On 21 Aug 2001 13:47:50 +0200, Dalibor Topic wrote:
> Am Montag, 20. August 2001 17:51 schrieb Tom Tromey:
> I completely understand that. It's a cycle-burner. It's not elegant. It was 
> more of a proof-of-concept that you could fix the bug, without the need for 
> internal threads etc. I have a more elegant solution using wait and notify 
> which is quite close to the solution proposed by John. I wrote a simple test 
> class WaitingPushbackInputsStream which extends PushbackInputStream. It has 
> the following methods:
> 
> public class WaitingPushbackInputStream extends PushbackInputStream {
> [...]
>     public int read() throws IOException {
>       synchronized(this) {
>           synchronized(in) {
>               while(0 == available()) {
>                   try {                       
>                       wait();
>                   }
>                   catch (InterruptedException e) {
>                       // ignore
>                   }
>               }
> 
>               // something is available for reading,
>               // and we've got both locks. this read 
>               // should not block at all.
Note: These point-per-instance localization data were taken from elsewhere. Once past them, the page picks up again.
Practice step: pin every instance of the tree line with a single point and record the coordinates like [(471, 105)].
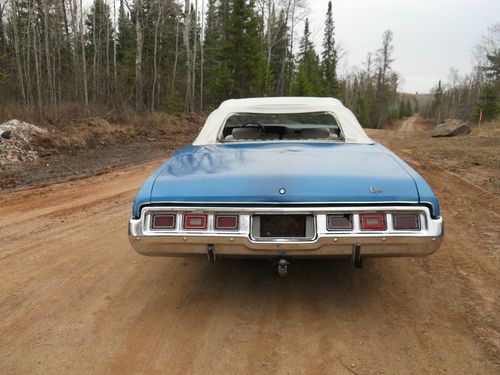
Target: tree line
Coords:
[(475, 94), (152, 55)]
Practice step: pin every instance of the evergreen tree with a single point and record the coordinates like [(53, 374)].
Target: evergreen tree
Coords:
[(437, 102), (215, 71), (125, 48), (488, 103), (308, 80), (243, 57), (99, 41), (329, 56)]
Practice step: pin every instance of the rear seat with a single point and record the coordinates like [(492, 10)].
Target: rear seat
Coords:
[(250, 134)]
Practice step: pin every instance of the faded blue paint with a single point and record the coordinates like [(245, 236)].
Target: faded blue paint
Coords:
[(310, 172)]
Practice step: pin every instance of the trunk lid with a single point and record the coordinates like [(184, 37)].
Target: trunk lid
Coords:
[(308, 173)]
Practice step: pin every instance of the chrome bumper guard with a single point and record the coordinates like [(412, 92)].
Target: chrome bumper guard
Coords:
[(391, 242)]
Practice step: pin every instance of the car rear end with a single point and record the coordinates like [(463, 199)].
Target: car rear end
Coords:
[(287, 231)]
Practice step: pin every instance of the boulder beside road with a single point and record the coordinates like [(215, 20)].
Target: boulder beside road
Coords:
[(451, 128)]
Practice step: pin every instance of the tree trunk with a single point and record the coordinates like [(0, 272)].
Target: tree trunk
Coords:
[(188, 56), (37, 69), (202, 61), (193, 65), (155, 65), (138, 57), (84, 62), (94, 57), (50, 80), (16, 48), (176, 55), (114, 45)]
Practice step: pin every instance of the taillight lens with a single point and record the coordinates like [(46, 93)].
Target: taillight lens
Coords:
[(195, 221), (372, 221), (226, 222), (163, 221), (339, 222), (406, 221)]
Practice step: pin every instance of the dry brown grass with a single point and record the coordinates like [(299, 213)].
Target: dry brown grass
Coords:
[(94, 132)]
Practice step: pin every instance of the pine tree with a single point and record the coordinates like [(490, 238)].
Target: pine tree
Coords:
[(488, 103), (437, 102), (329, 56), (98, 40), (243, 55), (215, 71), (308, 80)]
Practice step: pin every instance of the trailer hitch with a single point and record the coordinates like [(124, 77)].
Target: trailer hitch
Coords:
[(211, 253), (356, 256), (283, 267)]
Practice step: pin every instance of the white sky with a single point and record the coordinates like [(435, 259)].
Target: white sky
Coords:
[(430, 36)]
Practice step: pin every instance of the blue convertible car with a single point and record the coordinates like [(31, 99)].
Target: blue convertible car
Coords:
[(285, 178)]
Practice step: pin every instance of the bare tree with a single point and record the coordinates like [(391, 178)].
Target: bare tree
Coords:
[(46, 33), (16, 48), (155, 64), (188, 55), (138, 57), (84, 61)]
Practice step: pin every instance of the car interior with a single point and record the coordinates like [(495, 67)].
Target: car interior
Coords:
[(321, 126)]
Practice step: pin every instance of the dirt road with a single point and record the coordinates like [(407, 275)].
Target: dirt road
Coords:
[(75, 298)]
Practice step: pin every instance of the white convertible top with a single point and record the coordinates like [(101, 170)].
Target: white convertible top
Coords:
[(353, 132)]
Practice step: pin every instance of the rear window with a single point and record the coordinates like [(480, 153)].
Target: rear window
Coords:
[(245, 127)]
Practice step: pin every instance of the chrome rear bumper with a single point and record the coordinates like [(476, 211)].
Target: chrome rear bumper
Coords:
[(326, 243)]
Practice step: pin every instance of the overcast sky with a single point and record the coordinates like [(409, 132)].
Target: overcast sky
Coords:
[(430, 36)]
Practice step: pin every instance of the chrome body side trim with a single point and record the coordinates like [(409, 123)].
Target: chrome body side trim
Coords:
[(239, 243)]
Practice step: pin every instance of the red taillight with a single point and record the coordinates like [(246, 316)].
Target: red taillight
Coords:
[(226, 222), (195, 221), (339, 222), (406, 221), (163, 221), (372, 221)]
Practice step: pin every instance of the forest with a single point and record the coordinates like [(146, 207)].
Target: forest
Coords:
[(111, 56)]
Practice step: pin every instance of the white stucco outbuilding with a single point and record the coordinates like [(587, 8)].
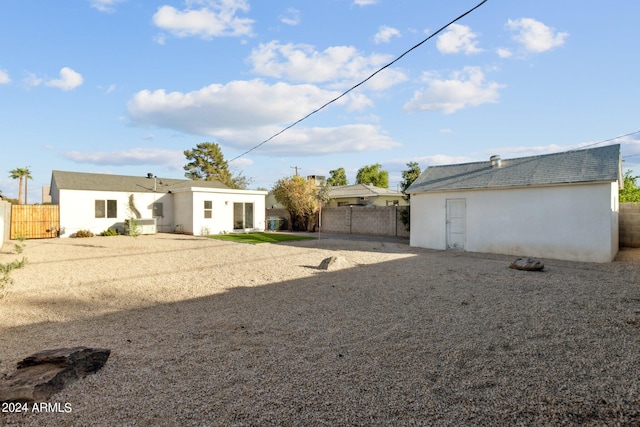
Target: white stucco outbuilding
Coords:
[(561, 206), (97, 202)]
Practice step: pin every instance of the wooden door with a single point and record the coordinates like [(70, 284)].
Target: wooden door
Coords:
[(456, 224), (34, 221)]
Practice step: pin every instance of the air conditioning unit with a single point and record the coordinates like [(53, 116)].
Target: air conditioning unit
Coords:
[(144, 226)]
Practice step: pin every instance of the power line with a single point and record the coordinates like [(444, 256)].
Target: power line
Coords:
[(361, 83), (606, 140)]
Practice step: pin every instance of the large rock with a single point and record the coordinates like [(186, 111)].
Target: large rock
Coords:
[(43, 374), (527, 264), (334, 263)]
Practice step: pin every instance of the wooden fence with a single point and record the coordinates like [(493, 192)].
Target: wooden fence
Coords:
[(34, 221)]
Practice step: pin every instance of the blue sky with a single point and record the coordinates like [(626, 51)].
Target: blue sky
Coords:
[(125, 86)]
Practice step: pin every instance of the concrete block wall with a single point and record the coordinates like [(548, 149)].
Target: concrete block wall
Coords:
[(370, 220), (629, 225), (336, 220)]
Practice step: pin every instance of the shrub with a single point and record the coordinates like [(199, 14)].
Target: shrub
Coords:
[(84, 233), (5, 274), (110, 232)]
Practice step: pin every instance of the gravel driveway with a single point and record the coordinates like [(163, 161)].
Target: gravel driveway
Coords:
[(206, 332)]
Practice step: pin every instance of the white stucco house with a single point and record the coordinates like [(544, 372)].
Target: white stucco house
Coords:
[(561, 206), (97, 202)]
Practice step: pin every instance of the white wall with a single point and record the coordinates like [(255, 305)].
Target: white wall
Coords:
[(577, 222), (77, 210), (222, 213)]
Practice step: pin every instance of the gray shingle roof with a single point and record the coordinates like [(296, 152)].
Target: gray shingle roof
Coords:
[(591, 165), (130, 184), (360, 190)]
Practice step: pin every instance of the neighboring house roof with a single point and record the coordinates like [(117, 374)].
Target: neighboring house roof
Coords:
[(130, 184), (360, 190), (591, 165)]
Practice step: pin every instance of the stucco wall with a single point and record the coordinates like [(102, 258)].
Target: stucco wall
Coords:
[(77, 210), (222, 210), (577, 222)]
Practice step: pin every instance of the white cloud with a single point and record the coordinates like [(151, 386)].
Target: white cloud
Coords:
[(458, 38), (214, 19), (243, 113), (339, 65), (385, 34), (4, 77), (134, 156), (69, 80), (535, 36), (301, 141), (292, 17), (364, 2), (466, 88), (108, 6)]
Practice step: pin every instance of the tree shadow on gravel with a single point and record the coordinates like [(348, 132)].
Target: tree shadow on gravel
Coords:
[(416, 341)]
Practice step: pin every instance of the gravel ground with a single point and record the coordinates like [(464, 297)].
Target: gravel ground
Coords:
[(205, 332)]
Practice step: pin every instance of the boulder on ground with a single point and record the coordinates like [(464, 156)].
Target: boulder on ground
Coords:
[(527, 264), (334, 263), (43, 374)]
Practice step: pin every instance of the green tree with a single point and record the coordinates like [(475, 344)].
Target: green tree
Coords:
[(630, 192), (301, 198), (374, 175), (22, 174), (206, 162), (338, 177), (408, 176)]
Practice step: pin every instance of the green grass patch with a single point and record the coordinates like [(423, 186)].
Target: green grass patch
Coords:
[(256, 238)]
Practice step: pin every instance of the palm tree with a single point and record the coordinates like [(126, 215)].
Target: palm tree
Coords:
[(20, 173)]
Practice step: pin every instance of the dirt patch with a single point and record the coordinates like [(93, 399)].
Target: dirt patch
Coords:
[(220, 333)]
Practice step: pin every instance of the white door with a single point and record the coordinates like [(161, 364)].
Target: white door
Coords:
[(456, 219)]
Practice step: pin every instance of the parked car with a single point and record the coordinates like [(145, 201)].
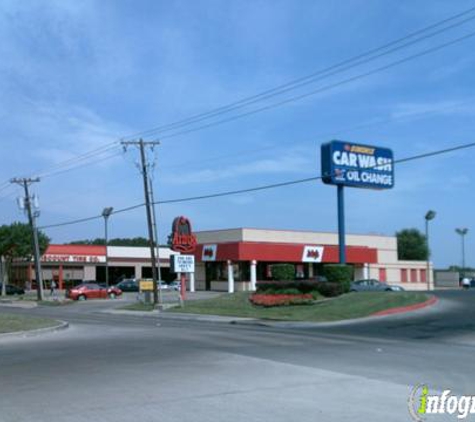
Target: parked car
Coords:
[(175, 285), (128, 285), (372, 285), (92, 291), (10, 289)]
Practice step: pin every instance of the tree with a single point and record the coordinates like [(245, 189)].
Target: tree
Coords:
[(16, 242), (411, 245)]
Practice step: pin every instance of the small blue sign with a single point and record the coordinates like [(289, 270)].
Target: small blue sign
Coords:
[(356, 165)]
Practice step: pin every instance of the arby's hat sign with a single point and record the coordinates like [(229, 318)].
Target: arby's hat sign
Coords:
[(209, 252), (182, 238), (312, 254)]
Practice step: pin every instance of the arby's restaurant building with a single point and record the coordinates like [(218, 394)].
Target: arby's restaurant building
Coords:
[(246, 256)]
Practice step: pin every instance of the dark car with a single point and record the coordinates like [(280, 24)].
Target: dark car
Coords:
[(372, 285), (92, 291), (10, 289), (128, 285)]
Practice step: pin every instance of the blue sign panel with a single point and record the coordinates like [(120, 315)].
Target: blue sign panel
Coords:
[(361, 166)]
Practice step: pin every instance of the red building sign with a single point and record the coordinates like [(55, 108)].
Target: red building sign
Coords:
[(182, 238)]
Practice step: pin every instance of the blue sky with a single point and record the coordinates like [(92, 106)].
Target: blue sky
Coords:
[(75, 76)]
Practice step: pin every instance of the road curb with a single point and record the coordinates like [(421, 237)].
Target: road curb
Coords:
[(403, 309), (278, 323), (33, 333)]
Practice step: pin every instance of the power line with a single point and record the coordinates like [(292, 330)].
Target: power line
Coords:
[(329, 71), (322, 89), (259, 188), (329, 134), (324, 73)]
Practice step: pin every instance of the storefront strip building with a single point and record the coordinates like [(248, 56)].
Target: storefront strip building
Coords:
[(72, 264), (233, 260)]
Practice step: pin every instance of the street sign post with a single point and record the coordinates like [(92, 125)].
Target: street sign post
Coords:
[(183, 264)]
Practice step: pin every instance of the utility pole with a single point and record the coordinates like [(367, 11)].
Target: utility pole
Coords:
[(144, 170), (157, 243), (26, 182)]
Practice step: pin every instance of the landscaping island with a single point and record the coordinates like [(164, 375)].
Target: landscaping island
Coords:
[(10, 323), (347, 306)]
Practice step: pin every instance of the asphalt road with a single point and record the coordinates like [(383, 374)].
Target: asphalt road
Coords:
[(118, 368)]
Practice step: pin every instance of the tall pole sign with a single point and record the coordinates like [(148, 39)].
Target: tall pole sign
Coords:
[(184, 241), (354, 165)]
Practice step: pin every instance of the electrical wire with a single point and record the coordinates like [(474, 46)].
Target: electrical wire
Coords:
[(350, 129), (324, 73), (329, 71), (324, 88), (256, 188)]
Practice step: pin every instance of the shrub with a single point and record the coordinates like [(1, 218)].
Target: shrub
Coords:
[(339, 273), (283, 272), (330, 289), (267, 300), (300, 286)]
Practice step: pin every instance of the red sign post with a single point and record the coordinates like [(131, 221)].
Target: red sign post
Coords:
[(184, 241)]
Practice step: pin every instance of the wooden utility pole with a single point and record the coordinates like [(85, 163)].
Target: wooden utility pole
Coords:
[(25, 183), (144, 170)]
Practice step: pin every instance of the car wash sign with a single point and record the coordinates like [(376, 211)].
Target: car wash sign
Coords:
[(355, 165)]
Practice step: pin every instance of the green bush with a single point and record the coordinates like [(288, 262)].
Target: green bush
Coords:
[(281, 287), (339, 273), (330, 289), (283, 272)]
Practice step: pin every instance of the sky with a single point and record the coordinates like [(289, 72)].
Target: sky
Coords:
[(76, 78)]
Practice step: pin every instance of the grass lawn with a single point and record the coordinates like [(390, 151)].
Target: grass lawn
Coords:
[(352, 305), (10, 323)]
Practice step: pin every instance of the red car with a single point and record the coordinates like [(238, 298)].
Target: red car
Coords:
[(92, 291)]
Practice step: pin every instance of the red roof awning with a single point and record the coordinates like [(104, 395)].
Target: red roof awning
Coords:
[(286, 252)]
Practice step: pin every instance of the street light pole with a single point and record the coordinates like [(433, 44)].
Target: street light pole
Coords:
[(462, 232), (430, 215), (106, 213)]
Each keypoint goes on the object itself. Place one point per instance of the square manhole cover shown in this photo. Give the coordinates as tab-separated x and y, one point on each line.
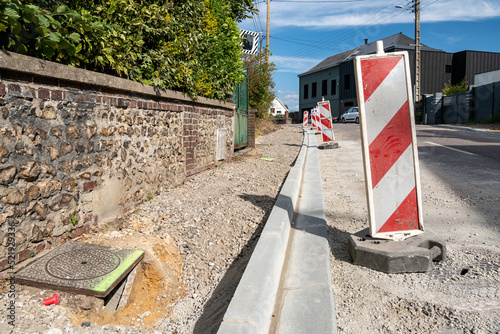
81	268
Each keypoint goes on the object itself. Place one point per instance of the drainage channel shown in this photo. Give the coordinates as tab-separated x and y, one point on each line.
286	286
304	301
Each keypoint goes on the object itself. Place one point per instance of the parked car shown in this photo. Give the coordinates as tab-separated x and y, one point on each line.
351	115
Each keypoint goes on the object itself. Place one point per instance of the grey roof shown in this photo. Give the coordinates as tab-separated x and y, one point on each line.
396	41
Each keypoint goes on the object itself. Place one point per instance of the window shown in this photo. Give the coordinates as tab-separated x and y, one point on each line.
347	81
334	87
324	87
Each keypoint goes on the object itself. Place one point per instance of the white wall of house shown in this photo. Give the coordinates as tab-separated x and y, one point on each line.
277	108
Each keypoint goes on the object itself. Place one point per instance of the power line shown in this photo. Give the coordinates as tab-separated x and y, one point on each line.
338	38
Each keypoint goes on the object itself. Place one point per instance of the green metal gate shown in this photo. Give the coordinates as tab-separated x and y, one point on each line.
240	99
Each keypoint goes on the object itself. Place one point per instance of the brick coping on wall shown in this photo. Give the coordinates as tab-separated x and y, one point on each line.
31	78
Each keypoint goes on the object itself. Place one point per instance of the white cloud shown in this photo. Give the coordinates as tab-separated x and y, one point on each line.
375	12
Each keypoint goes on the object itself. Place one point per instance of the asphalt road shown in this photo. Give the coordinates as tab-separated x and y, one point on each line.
460	178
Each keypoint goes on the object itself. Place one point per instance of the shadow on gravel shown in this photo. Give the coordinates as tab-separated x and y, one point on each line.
216	306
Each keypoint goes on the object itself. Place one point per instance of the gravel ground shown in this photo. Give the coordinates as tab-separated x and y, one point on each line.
460	295
198	238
>               return super.read();
>           }
>       }
>     }
> 
>     public void unread(int oneByte) throws IOException {
>       synchronized(this) {
>           notifyAll();
>           super.unread(oneByte);
>       }
>     }
> }
> 
> this solution avoids polling, and only reads when there is something 
> available for reading. It relies on being notified that there is something 
> available. From what I've seen in my test, it doesn't burn cycles while it's 
> waiting. 
> 
> I used notifyAll(), but in this case where you have a single byte to be 
> (un)read, notify() should be just fine. I think that you need notifyAll() if 
> you push back several bytes, since the notified thread might not want to read 
> all bytes you pushed back. Then you'd be left with some threads waiting 
> although there are bytes available in the pushback buffer.
> 
> The call to available() should take care of someone closing the 
> PushbackInputStream or the sub-stream while a thread is waiting to read.
> 

That's some nice code.  But how could super.unread() ever get called if
read() is in its loop?  They're both synchronized on this.